As a Westside native and child of the ’80s and ’90s who grew up thinking John Hughes flicks were more anthropological studies than cinematic brain candy, Ridgmar Mall played an important role in shaping my social construct –– at least my imagined one. Every shop was a like a clique badge: The skateboard shop was where the bad kids hung out, the athletic shoe place was a popular jock haunt, the record store is where the stoner musicians would loiter, the theater kids practically lived at the novelty gift shop, and the Neiman Marcus makeup counter was for rich out-of-your-league girls. I mostly hung out in the food court for obvious reasons.
Now Ridgmar Mall is a sinking ship, and that makes it all the more curious that someone would open something as niche as a waffle bar in the belly of the starving beast. But here comes Pinky’s Waffle Bar (1710 Green Oaks Rd, 682-438-2328) between the locked doors of Dillard’s’ bottom floor and the everything’s-five-dollars shop. The tiny corner eatery isn’t anywhere near the food court, where staples of American cuisine such as Subway and Chick-fil-A sling their grub. I’m sure Pinky’s’ location probably worked to its advantage as a sugary ambush for exiting Dillard’s customers.

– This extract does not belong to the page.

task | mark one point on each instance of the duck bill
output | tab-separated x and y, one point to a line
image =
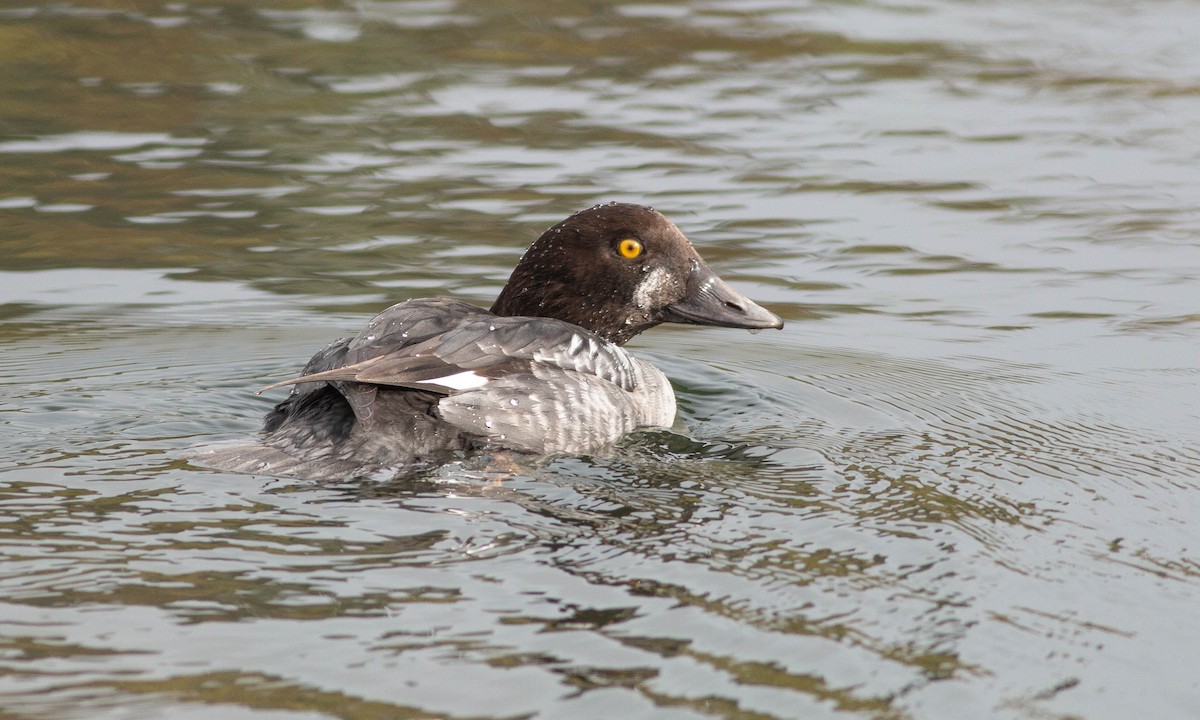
711	301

But without that foot traffic, Pinky’s must be feeling the pinch.
(Soapbox warning.) The first time I tried to visit the waffle bar, the place was closed due to the Day Without Immigrants protest. To me, that made the eatery even cooler. At every restaurant where I’ve ever worked, the kitchens were staffed with mostly Mexicans. At every restaurant you currently love or have ever loved, Mexican employees are the backbone of the operation –– even the ones where a lily-white person in a chef’s coat gets all the credit. Some of the hardest-working people I’ve ever met came to this country illegally to escape abject poverty and hopelessness (or worse), got a low-paying kitchen job well below their talent level, and rose to become, not only great chefs, but proud, tax-paying citizens of this country. Maybe anyone who doesn’t think that’s the true American dream should re-read Emma Lazarus’ sonnet emblazoned on the Statue of Liberty. (We now return to our regularly scheduled column.)
When I went back to Pinky’s, it was the height of the lunch hour, and I was the only one there. I watched as one of the mall custodial staffers carefully dusted the fake plants that surround the bottom of a nearby stairwell.

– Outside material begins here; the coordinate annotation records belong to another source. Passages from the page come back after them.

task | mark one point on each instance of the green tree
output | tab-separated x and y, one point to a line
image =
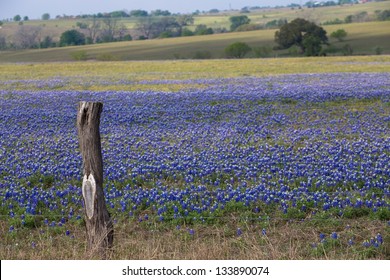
339	34
202	29
237	50
72	38
46	16
236	21
301	33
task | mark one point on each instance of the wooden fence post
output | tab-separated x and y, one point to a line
99	227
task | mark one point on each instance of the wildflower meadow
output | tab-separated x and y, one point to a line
289	166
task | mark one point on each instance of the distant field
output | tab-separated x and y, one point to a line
362	37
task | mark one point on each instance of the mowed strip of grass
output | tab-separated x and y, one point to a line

Pinky’s offers seven or eight varieties of gourmet waffles, ice cream, and blended, frappy beverages. But this isn’t just some frozen Eggo slathered in Mrs. Butterworth’s. Pinky’s is the brainchild of Chef Maritza Sepulveda, who worked at Eddie V’s in Houston and on West 7th Street. The bill of fare is sophisticated, if playful.
On my solo visit, I went for the Blue Waffle ($8), an airy, crunchy treat that was pulled hot out of the iron and topped with blueberries, blueberry syrup, a creamy lemon curd, slivers of toasted almonds, and a generous hillock of Henry’s Homemade Ice Cream. The gooey, sweet morsel was a nuanced balance of textures, flavors, and pure, childhood-level giddiness. It was so filling I couldn’t finish the dinner-plate-sized portion.
I would have given that guy in front of Old Navy a dollar if he had told me he wanted a Pinky’s waffle and not some made-up story about needing to fill his gas tank.